The board of Vectura will support Philip Morris International’s £1.1 billion ($1.5 billion) takeover offer for the inhaled treatments manufacturer after the tobacco company outbid private equity firm Carlyle, reports Reuters.
PMI on Sunday sweetened its offer for the asthma drugmaker to 165 pence per share, surpassing Carlyle’s final 155 pence proposal.
Vectura said it considered the terms of the Philip Morris offer to be fair and reasonable, and its board planned to unanimously recommend the bid to shareholders.
“The Vectura directors recognize the superior cash price the final PMI offer provides Vectura shareholders,” the board wrote in a statement published on Aug. 12, according to Sky News.
“The Vectura directors also note that wider stakeholders could benefit from PMI’s significant financial resources and its intentions to increase research and development investment and to operate Vectura as an autonomous business unit that will form the backbone of its inhaled therapeutics business.”
Previously, the company had noted that being owned by a cigarette maker could present “uncertainties.”
PMI wants to use Vectura’s expertise with inhalable formulations and device design to produce respiratory therapies. The acquisition is part of the cigarette manufacturer’s ambition to move beyond tobacco and to derive at least $1 billion in sales outside nicotine by 2025.
The proposed transaction has been heavily criticized by health activists who object to ownership by a company whose primary products are a major contributor to the medical conditions that Vectura aims to treat.

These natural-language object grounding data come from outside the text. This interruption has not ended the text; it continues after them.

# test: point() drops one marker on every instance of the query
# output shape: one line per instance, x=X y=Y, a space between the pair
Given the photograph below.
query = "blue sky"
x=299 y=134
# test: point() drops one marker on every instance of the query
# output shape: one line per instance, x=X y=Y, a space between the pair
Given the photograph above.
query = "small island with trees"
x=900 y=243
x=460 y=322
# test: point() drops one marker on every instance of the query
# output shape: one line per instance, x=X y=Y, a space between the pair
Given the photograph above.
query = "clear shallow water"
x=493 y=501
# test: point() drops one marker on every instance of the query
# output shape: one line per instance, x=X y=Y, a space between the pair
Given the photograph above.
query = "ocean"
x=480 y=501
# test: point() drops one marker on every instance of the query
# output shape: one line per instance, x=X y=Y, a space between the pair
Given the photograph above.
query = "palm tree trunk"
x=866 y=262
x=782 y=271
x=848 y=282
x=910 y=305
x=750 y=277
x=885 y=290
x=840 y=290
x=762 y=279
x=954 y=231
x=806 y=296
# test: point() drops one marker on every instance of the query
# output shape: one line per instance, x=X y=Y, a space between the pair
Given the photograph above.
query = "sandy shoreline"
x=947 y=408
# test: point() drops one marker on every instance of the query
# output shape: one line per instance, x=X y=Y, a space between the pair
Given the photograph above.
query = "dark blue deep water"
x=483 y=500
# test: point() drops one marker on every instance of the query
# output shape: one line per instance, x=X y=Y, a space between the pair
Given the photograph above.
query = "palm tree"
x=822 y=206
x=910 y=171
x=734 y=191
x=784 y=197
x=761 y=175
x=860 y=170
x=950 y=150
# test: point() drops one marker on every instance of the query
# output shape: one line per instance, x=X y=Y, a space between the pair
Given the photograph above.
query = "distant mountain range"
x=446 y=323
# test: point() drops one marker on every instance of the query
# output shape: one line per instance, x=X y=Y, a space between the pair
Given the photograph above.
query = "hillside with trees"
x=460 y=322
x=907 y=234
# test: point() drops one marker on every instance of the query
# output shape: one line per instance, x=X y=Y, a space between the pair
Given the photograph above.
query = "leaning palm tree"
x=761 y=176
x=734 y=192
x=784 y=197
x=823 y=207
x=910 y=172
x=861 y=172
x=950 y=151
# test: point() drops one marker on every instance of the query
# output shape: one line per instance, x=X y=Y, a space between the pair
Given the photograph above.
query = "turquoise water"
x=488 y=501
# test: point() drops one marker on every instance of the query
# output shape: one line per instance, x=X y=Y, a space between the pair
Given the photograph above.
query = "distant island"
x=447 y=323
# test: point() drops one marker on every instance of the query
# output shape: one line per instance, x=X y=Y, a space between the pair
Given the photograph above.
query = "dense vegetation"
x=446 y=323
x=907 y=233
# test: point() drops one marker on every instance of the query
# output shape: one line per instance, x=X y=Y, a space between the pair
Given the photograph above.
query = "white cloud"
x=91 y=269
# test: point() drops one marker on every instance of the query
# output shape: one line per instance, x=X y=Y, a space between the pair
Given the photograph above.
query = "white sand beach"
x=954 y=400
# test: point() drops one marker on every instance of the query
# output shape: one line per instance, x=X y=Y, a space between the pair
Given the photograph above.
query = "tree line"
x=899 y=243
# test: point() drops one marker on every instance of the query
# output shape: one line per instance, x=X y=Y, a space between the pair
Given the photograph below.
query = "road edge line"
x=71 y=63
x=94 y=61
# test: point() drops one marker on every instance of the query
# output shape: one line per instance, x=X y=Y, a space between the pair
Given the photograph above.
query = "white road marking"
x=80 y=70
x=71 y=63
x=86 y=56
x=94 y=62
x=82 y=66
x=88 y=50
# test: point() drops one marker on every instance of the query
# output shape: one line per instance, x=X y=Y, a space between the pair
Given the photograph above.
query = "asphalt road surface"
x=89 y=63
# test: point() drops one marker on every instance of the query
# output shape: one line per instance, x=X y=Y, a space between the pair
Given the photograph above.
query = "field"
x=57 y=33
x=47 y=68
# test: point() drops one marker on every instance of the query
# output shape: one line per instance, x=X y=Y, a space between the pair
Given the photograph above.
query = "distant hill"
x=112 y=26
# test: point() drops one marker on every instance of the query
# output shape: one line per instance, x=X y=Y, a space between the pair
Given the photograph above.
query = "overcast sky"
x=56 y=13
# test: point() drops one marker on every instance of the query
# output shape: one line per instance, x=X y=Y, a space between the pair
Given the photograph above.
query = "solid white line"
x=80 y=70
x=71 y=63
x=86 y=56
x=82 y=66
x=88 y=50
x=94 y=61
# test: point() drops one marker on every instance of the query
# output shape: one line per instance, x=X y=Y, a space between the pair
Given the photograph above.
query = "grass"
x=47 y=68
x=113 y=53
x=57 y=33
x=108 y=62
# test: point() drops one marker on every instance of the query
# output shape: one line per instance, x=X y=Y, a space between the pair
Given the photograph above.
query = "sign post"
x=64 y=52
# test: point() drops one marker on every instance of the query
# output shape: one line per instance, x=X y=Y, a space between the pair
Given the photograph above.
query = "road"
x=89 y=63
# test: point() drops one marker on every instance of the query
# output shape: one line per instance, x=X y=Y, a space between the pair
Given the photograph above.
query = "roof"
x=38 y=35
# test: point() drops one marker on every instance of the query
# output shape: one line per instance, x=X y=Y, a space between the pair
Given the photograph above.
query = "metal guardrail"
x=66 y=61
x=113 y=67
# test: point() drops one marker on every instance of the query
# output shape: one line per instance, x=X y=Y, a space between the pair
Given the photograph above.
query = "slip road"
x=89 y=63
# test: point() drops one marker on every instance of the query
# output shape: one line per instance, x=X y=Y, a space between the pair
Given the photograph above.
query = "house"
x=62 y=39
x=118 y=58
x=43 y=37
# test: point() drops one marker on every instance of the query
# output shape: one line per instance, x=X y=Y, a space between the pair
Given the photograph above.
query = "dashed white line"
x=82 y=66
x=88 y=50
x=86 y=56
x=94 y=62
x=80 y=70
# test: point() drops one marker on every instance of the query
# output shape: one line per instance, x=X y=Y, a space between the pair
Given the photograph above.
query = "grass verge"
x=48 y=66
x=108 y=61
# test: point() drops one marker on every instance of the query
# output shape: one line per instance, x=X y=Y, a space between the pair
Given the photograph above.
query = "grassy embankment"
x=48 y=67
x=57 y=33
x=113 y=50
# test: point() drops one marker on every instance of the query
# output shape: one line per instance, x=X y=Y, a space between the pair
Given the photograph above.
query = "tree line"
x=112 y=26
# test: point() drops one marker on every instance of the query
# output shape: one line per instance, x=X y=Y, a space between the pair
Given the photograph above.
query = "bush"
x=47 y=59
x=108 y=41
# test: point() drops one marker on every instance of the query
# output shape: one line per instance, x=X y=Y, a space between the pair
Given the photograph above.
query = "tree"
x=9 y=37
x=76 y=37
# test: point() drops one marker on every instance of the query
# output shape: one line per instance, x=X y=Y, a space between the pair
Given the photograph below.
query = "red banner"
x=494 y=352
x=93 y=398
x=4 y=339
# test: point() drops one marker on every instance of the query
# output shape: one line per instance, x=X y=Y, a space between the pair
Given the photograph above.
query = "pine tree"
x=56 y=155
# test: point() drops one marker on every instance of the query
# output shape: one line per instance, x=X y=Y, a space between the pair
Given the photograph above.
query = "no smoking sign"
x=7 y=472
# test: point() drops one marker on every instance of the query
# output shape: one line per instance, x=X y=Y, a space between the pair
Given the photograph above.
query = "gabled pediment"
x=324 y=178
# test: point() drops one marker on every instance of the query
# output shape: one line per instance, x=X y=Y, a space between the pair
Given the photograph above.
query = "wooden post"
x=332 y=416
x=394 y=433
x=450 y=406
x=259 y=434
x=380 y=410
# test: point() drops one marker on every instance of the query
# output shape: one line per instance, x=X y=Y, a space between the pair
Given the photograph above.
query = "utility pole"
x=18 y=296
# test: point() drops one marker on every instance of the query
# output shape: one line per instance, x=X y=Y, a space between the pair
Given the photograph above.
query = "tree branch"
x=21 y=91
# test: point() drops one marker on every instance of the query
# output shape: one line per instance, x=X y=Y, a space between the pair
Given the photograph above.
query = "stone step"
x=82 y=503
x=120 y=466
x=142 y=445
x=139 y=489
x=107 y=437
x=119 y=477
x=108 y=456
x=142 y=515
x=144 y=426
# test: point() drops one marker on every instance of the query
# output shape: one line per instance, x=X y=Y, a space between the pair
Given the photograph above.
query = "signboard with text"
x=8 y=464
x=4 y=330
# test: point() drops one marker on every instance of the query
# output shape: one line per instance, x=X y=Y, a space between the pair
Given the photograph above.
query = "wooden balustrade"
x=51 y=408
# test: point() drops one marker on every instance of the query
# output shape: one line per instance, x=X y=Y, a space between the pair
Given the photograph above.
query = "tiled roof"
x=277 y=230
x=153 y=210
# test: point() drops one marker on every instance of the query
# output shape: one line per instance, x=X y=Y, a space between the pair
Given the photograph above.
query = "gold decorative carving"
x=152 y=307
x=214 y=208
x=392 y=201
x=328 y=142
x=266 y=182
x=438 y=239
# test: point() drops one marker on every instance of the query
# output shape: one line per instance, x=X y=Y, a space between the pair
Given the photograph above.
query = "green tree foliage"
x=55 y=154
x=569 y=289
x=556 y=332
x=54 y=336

After Vectura’s announcement on Thursday, the chief executive of Asthma U.K. and the British Lung Foundation called the move by PMI “unacceptable.”
“Along with representatives from more than 20 organizations, I wrote to the Vectura board today to urge them to reject the bid. They’ve decided to recommend, so now it’s over to the shareholders,” said Sarah Woolnough.
PMI needs the acceptances of holders of just over 50 percent of Vectura shares for the deal to go through.